Based on the short description above on how to calculate the baud rate setting, first we calculate the integer part of the division factor N=InputFreq/BaudRate. This is done at line 1, and used to simply calculate the UCBR0 and UCBR1 registers at line 2 and 3 which shall contain the integer part of division factor N.

Then comes the interesting part: we need to calculate the fraction part of N. So first I try to calculate the numerator of the fraction part (USCI_DIV_FRAC_NUMERATOR) at line 5 by simply calculating the difference of the input clock with the integer part of N times the baud rate.

Since the UCBRSx bits is basically the fraction part of N times 8, and because the preprocessor can work mostly with integers, we need to first times the USCI_DIV_FRAC_NUMERATOR with 8 at line 6 resulting in USCI_DIV_FRAC_NUM_X_8, then after that dividing it back with the baud rate at line 7 resulting at USCI_DIV_FRAC_X_8. Lines 9-13 are the implementation of rounding function.

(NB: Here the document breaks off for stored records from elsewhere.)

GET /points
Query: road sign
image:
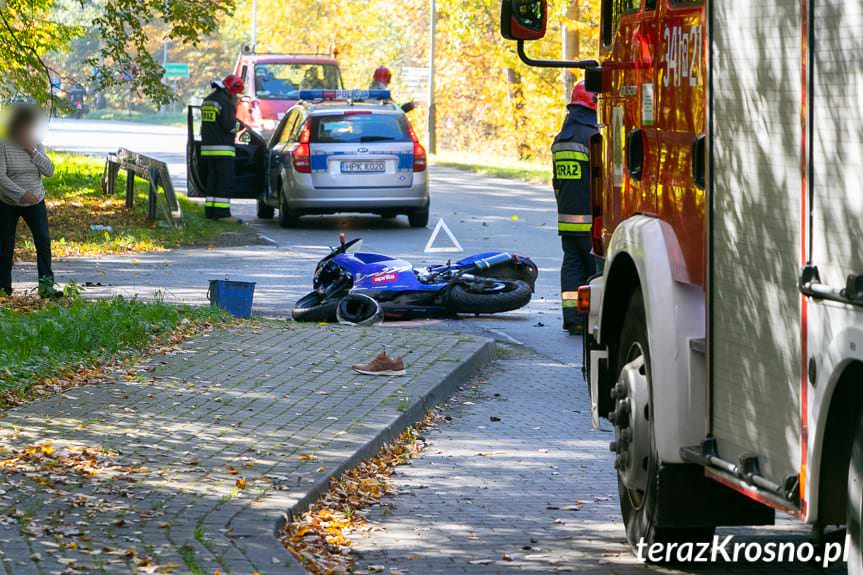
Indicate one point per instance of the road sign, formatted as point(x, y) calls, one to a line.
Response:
point(442, 227)
point(176, 70)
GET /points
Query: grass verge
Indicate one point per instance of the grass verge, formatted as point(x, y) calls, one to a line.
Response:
point(76, 202)
point(49, 347)
point(177, 119)
point(526, 171)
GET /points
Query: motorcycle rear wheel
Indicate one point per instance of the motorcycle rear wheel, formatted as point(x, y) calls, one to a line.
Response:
point(475, 298)
point(312, 308)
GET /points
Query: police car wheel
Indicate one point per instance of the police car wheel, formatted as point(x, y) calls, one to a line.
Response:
point(287, 218)
point(855, 505)
point(265, 212)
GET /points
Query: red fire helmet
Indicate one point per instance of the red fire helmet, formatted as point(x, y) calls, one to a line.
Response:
point(383, 75)
point(581, 97)
point(234, 84)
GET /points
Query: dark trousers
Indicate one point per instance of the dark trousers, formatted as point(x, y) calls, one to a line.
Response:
point(36, 218)
point(578, 266)
point(220, 184)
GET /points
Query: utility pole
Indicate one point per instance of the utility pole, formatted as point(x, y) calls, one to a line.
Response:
point(254, 24)
point(432, 119)
point(571, 46)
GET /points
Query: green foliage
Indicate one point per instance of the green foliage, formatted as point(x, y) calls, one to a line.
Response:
point(42, 343)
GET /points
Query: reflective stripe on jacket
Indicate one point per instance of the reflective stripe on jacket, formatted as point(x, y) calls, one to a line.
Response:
point(571, 157)
point(218, 124)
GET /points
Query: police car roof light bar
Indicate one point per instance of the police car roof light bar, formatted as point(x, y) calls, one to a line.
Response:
point(350, 95)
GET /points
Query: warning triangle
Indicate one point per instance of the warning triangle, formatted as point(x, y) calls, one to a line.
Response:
point(455, 248)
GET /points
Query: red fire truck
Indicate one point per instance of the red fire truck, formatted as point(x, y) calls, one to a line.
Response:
point(726, 331)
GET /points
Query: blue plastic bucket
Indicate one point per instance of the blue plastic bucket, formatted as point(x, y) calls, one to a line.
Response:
point(234, 297)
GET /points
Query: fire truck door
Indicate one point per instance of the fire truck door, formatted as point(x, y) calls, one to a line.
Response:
point(756, 214)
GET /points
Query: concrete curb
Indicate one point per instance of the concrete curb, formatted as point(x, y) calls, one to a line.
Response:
point(477, 354)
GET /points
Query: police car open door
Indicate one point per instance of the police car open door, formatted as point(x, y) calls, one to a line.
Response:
point(251, 161)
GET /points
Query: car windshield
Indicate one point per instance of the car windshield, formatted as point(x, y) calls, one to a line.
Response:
point(355, 128)
point(280, 81)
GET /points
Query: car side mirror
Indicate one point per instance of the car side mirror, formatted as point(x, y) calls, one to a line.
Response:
point(523, 19)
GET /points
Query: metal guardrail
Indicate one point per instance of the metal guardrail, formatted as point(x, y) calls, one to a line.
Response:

Finally, the calculation result can be used by the application code in form of the USCI_BR0_VAL, USCI_BR1_VAL, and USCI_BRS_VAL which are defined as the register values.

// setup USCI UART registers UCA0CTL1 |= UCSSEL_2 + UCSWRST; UCA0BR0 = USCI_BR0_VAL; UCA0BR1 = USCI_BR1_VAL; UCA0MCTL = USCI_BRS_VAL; UCA0CTL1 &= ~UCSWRST;

If necessary, the user shall only need to change the USCI_INPUT_CLK and USCI_BAUD_RATE values and recompile the code while the C preprocessor in the header file will then calculate new values of the hardware registers.

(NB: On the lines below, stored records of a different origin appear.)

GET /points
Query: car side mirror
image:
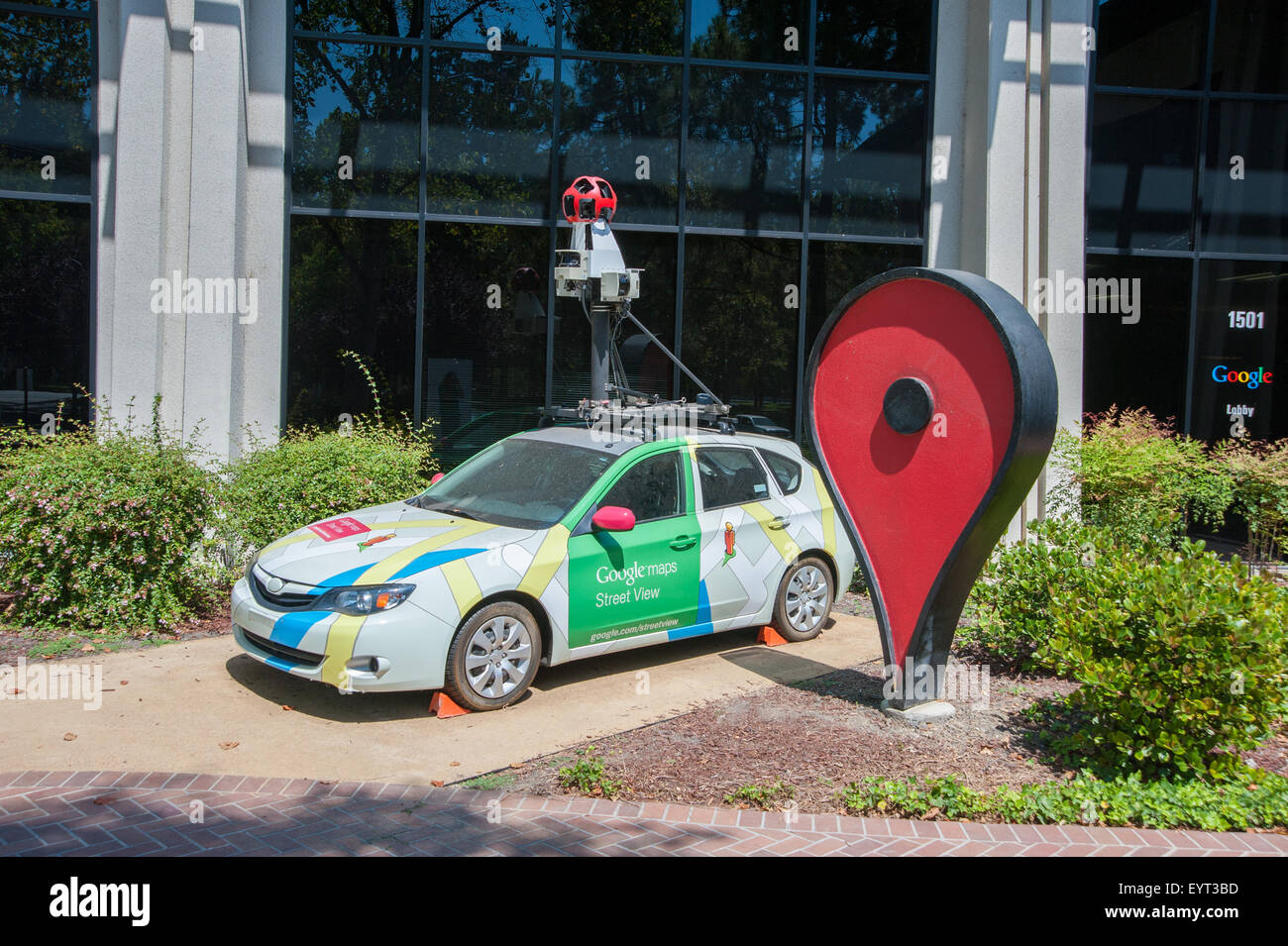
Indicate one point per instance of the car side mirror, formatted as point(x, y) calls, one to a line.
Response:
point(613, 519)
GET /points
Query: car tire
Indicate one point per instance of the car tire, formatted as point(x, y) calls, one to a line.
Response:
point(804, 600)
point(493, 657)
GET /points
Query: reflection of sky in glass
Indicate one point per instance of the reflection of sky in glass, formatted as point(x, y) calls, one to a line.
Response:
point(522, 22)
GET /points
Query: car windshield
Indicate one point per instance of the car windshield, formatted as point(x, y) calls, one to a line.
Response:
point(524, 482)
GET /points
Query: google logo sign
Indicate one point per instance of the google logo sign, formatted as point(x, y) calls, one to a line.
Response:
point(1252, 378)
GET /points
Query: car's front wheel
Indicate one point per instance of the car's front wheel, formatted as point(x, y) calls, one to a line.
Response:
point(493, 657)
point(804, 600)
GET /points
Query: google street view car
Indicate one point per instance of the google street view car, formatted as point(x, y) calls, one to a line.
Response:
point(550, 546)
point(559, 543)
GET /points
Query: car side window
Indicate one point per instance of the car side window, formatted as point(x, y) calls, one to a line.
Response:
point(729, 476)
point(652, 489)
point(786, 472)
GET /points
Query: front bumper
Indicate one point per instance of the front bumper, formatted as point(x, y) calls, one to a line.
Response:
point(397, 650)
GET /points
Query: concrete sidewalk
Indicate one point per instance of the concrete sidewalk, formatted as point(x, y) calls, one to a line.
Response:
point(114, 813)
point(205, 706)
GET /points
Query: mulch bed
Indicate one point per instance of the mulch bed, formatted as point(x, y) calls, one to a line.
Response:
point(816, 735)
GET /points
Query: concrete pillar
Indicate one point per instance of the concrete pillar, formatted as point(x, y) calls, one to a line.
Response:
point(191, 167)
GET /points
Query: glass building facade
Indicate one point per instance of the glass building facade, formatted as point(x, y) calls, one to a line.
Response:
point(1188, 193)
point(768, 158)
point(47, 147)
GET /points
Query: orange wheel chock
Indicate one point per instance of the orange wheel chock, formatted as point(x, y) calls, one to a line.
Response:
point(445, 706)
point(771, 637)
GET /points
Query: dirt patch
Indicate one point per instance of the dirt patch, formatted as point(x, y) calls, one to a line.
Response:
point(816, 736)
point(65, 643)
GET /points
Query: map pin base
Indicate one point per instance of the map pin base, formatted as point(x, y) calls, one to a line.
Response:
point(931, 402)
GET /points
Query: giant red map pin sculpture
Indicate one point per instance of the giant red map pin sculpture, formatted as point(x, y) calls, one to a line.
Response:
point(931, 402)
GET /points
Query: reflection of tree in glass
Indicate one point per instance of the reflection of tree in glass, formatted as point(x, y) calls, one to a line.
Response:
point(738, 336)
point(44, 295)
point(489, 138)
point(870, 141)
point(375, 120)
point(645, 27)
point(46, 81)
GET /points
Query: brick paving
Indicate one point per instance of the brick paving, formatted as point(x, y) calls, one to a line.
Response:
point(121, 813)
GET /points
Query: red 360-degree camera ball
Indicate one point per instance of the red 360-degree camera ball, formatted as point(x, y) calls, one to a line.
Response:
point(588, 200)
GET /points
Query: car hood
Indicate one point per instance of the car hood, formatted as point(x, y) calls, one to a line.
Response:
point(380, 543)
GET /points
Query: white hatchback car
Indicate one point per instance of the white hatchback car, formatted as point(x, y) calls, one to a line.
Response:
point(549, 546)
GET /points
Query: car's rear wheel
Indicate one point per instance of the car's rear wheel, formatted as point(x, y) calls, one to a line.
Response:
point(804, 600)
point(493, 657)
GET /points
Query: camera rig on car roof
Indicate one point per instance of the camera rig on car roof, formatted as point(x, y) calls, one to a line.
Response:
point(593, 270)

One important notice for this implementation is that the code will only to do the calculation for the “Low-Frequency Baud-Rate Mode Setting (UCOS16=0). The implementation of flexible calculation between the “Low-Frequency Baud-Rate Mode Setting” and “Oversampling Baud-Rate Mode Setting” is of course possible, but not yet covered in the current version.

So now you know that your C preprocessor can do a lot of calculation job for you and make your code simpler, if you know how to write your code smartly.